Diante da ausência de prestação de contas, nenhum pedido de registro de candidatura, como o de nº 060016830.2020.605.0122 do Partido PROS, referente à Uldurico Junior, e demais vereadores da legenda deverão ser aceitas, conforme a proposição de ação de impugnação ao registro de candidatura, protocolada pelo PSL, na tarde de ontem (05/10).

Mais uma vez a história se repete com os mesmos protagonistas. Aqui já houve um caso em que todos os filiados ao PPS na época foram prejudicados e impedidos de concorrerem, em Teixeira de Freitas aconteceu o pior: todos os vereadores que venceram as eleições por uma coligação articulada pelo “gênio” Uldurico Pinto, perderam seus mandatos, após o juiz eleitoral descobrir partidos com presidentes fantasmas, frutos da imaginação do referido gênio.
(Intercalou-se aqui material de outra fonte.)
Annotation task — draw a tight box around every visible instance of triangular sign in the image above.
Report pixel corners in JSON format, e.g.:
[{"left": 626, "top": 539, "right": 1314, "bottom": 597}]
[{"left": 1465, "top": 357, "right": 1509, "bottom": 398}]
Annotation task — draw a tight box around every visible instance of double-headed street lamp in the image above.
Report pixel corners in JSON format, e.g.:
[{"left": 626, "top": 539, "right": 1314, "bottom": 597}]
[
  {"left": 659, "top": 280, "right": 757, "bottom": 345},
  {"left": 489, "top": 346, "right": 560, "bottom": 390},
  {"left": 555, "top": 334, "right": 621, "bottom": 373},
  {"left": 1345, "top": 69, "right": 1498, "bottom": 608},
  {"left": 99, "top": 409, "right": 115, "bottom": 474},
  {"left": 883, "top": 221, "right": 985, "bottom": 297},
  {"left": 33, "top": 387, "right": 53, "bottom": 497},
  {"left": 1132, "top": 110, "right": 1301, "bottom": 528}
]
Conspira contra os filiados ao partido em Porto Seguro, o fato desse mesmo partido (PROS) ter sido alvo de matéria em cadeia nacional, veiculada no “Fantástico”, onde os repórteres flagraram o mar de corrupção desenvolvida pela direção deste partido. Foram descobertas banheiras de massagem no escritório do presidente, helicópteros de uso particular e volumes imensos em dinheiro declarados em prestações de contas falsas envolvendo candidatos simples e que declararam nunca terem recebido aquelas importâncias.

Na Bahia, o partido é conduzido por Uldurico Alencar Júnior, que é o seu presidente, e, aparentemente, parece trilhar os tortuosos caminhos da sigla que, no começo de 2019, investigações da Polícia Federal indicaram desvios de mais de R$ 5 milhões, que deveriam ser destinados inicialmente às campanhas de candidatos do PROS.

Há de se lamentar a situação dos cerca de 20 candidatos a vereador pela legenda que, a depender da justiça, terão suas candidaturas e seus sonhos adiados, devido à negligências e ações desprezíveis e reincidentes dessa família obcecada pelo poder.

AÇÃO DE IMPUGNAÇÃO AO REGISTRO DA CANDIDATURA

Número do processo 0600168-30.2020.6.05.0122

Pedido Indeferido – Regularização da situação do Partido Pros – 04/09/2020

Resolução do TSE nº 23.546/2017 – Art 48. A falta de prestação de contas implica a proibição de recebimento de recursos oriundos do Fundo Partidário, enquanto não for regularizada a situação do partido político.§ 1º Julgadas não prestadas as contas do órgão nacional do partido, o TSE deve disponibilizar o processo ao MPE para fins do previsto no art. 28, inciso III, da Lei nº 9.096/1995.§ 2º O órgão partidário, de qualquer esfera, que tiver as suas contas julgadas como não prestadas fica obrigado a devolver integralmente todos os recursos provenientes do Fundo Partidário que lhe forem entregues, distribuídos ou repassados, bem como terá suspenso o registro ou a anotação, no caso de órgão de direção estadual ou municipal.

Resolução do TSE nº 23.571/2018 – Art. 42. Será suspenso o registro ou a anotação do órgão de direção estadual ou municipal que tiver suas contas partidárias julgadas como não prestadas, devendo o órgão ser inativado e novas anotações indeferidas até que seja regularizada a situação.